In Abeles v. Commissioner [Dec. 45,203], 91 T.C. 1019 (1988), we held that a taxpayer's last known address is the address shown on his most recently filed return, absent clear and concise notice of a change of address. The taxpayer has the burden of providing respondent with clear and concise notification of his new address. Pyo v. Commissioner, supra at 636. "Clear and concise notice is notice by which the taxpayer indicates to the [Internal Revenue Service] that he wishes the new address to replace all old addresses in subsequent communication." McGarvie v. Commissioner [Dec. 44,610(M)], T.C. Memo. 1988-85, quoting Cyclone Drilling, Inc. v. Kelley, supra at 664.

However, a notice of deficiency is valid even though there are errors in the mailing address when the taxpayer receives it within ample time to file a timely petition. Mulvania v. Commissioner [Dec. 40,285], 81 T.C. 65, 68 (1983); Looper v. Commissioner, 73 T.C. at 697; Brzezinski v. Commissioner [Dec. 20,639], 23 T.C. 192, 195 (1954). The question of whether a taxpayer has been prejudiced by an improperly addressed notice is a factual question for this Court to decide. Looper v. Commissioner, supra at 698-699. In one case, we held that a taxpayer who received a notice of deficiency at least 38 days prior to the filing deadline had ample time in which to file a petition with this Court. Manos v. Commissioner [Dec. 45,957(M)], T.C. Memo. 1989-442.

In this case, we must first decide whether the notice of deficiency was sent to petitioner's last known address, for if it was, actual receipt of the notice is not required. Sec. 6212(b)(1); Frieling v. Commissioner [Dec. 40,284], 81 T.C. 42, 48-49 (1983). Based on the record, we think it is clear that the notice of deficiency, sent on July 5, 1988 to the Crestline Drive address, was not sent to petitioner's last known address.

The parties have failed to enlighten this Court as to the address petitioner listed on his most recently filed return prior to the issuance of the notice of deficiency. Nevertheless, the evidence does show that petitioner notified respondent on at least four occasions that Crestridge Circle was his correct address. Two of the times he notified respondent that he had the wrong address in his computer. Yet, respondent failed to take any corrective action. As we stated in Frieling v. Commissioner, 81 T.C. at 49:

Once respondent becomes aware of a change in address, he must exercise reasonable care and diligence in ascertaining and mailing the notice of deficiency to the correct address.

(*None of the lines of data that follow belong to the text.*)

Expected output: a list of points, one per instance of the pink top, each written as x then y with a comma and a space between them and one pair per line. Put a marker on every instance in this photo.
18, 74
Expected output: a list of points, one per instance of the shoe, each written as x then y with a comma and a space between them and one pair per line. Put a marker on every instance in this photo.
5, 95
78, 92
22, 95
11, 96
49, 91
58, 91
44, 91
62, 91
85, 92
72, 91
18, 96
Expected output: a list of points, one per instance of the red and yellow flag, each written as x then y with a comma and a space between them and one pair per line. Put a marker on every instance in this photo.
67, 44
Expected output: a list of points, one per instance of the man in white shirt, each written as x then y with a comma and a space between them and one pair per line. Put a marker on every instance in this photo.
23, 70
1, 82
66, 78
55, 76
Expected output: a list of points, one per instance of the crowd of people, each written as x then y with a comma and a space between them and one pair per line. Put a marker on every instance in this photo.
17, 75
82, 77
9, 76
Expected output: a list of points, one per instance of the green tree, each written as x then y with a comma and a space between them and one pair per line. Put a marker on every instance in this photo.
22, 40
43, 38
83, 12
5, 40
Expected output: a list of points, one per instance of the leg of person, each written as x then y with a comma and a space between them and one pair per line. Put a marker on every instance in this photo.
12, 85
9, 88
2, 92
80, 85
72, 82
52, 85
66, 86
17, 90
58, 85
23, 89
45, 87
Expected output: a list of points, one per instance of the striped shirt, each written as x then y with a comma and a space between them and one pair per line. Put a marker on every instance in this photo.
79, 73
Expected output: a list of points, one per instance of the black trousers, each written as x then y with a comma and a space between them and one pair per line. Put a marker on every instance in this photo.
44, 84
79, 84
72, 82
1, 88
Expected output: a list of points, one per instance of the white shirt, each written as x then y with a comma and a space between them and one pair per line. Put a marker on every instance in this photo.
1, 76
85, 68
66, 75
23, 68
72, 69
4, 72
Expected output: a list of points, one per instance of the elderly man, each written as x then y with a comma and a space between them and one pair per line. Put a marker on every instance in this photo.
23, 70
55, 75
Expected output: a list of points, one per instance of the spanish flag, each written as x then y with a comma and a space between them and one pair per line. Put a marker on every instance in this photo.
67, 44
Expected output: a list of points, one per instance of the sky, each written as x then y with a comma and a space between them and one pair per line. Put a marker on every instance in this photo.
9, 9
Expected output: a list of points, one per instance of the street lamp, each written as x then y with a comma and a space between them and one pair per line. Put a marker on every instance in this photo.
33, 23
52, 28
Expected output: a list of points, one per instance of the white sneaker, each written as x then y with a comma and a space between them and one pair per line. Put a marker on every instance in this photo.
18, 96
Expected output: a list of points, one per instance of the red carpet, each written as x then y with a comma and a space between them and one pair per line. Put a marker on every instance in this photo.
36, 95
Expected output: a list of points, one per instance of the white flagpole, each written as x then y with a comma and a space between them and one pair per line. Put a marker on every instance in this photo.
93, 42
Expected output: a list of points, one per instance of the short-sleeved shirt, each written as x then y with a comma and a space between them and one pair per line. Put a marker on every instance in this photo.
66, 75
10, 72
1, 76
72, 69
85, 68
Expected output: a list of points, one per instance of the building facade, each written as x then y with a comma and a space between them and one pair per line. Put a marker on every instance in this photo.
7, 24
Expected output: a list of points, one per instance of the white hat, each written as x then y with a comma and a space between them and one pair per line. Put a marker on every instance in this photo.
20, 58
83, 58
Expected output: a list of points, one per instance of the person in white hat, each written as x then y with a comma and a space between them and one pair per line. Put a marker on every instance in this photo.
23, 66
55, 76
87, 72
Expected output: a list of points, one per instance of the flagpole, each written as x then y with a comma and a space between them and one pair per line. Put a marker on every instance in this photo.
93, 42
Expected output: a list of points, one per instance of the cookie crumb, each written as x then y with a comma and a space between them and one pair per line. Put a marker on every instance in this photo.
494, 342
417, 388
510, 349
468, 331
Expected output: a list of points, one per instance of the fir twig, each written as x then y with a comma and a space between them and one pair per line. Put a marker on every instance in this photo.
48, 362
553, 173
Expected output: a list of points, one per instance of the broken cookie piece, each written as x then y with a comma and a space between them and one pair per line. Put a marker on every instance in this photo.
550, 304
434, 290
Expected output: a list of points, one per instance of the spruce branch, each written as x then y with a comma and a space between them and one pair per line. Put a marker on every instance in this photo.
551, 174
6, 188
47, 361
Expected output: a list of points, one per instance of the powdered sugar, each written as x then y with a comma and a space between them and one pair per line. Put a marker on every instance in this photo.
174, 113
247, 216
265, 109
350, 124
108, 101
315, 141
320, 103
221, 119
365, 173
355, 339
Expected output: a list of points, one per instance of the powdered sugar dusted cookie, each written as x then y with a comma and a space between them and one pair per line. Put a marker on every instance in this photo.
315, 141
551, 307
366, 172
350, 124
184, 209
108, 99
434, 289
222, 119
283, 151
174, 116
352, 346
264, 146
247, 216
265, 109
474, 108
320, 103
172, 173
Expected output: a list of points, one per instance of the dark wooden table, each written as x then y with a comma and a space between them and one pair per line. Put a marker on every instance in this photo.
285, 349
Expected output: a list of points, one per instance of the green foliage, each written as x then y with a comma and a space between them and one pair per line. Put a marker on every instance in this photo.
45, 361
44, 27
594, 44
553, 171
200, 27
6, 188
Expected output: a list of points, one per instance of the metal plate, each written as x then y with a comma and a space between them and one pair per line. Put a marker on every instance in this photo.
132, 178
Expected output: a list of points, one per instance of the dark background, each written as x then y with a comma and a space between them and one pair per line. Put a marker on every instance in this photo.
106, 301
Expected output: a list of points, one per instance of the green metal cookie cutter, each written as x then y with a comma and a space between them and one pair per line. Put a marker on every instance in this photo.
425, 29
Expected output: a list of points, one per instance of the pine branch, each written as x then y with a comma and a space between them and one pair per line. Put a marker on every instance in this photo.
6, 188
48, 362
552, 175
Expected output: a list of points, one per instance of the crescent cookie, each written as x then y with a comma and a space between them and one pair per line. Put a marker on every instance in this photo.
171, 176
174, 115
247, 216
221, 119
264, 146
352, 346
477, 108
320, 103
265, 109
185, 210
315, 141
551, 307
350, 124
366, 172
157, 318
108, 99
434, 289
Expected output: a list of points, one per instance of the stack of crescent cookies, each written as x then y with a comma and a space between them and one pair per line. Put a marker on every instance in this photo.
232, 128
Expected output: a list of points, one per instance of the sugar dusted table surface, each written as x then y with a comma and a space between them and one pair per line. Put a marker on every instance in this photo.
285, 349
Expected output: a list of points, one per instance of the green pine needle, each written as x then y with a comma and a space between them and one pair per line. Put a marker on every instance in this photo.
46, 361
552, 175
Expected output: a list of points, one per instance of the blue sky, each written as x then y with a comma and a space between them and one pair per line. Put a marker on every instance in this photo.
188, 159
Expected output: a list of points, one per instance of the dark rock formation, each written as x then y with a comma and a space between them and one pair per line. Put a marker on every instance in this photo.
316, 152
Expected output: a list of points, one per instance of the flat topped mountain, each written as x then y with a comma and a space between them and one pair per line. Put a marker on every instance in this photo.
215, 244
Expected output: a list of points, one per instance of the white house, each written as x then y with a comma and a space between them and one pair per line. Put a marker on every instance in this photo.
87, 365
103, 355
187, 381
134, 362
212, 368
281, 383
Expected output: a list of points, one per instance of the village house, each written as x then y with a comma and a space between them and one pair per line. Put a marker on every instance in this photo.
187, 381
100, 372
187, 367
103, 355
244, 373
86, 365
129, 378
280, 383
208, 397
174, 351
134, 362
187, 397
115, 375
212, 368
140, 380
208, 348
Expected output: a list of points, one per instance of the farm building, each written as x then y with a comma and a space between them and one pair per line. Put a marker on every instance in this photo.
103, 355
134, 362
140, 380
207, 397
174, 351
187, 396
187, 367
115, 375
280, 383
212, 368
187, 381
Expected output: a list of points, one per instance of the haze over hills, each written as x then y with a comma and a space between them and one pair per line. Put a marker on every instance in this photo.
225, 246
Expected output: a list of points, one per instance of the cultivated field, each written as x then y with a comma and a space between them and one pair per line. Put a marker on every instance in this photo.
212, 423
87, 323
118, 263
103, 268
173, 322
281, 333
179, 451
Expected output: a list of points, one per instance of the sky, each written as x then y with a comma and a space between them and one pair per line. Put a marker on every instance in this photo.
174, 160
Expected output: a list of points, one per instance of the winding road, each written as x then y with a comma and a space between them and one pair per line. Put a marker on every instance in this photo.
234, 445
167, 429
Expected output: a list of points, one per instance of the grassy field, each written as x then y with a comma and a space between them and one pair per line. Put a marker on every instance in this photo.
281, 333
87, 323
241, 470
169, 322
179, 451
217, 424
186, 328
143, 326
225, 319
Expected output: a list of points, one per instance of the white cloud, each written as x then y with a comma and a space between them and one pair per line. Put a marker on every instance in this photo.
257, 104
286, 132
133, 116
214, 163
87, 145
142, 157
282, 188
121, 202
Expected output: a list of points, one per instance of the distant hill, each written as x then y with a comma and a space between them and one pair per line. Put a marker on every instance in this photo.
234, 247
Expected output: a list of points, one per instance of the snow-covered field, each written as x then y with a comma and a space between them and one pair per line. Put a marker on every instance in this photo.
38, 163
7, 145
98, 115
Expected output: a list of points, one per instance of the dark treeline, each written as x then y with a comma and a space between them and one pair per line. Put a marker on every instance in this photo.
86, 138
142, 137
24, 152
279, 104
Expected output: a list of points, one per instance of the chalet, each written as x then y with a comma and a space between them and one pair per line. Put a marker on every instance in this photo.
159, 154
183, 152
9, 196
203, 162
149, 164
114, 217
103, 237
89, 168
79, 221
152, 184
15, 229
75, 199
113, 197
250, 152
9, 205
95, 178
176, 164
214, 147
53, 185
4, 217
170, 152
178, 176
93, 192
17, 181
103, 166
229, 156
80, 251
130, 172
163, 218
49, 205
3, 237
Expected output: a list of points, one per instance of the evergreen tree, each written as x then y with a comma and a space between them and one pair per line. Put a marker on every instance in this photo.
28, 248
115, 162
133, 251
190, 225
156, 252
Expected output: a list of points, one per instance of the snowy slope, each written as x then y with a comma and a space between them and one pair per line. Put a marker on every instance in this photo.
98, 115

Had respondent exercised the necessary care, the notice of deficiency would have been sent to Crestridge Circle rather than Crestline Drive.

However, as stated above, even where the notice of deficiency is not sent to the "last known address," it is nevertheless effective from the date of mailing when the taxpayer receives it with sufficient time remaining to file a petition with this Court. Petitioner actually received the notice of deficiency during the week of July 25, 1988, no more than 24 days after respondent mailed it. Consequently, he had a minimum of 66 days in which to file a timely petition with this Court. That he may not have had copies of his 1982 return is no excuse for not filing on time. A copy of the return for the year in issue is not a prerequisite for filing a petition in this Court. See Rule 34.

It is clear that petitioner received actual notice of the deficiency with ample time remaining to file a timely petition. Since he did not do so, we must grant respondent's motion, deny petitioner's motion, and dismiss this case for lack of jurisdiction.

To reflect the foregoing,

An appropriate order will be entered.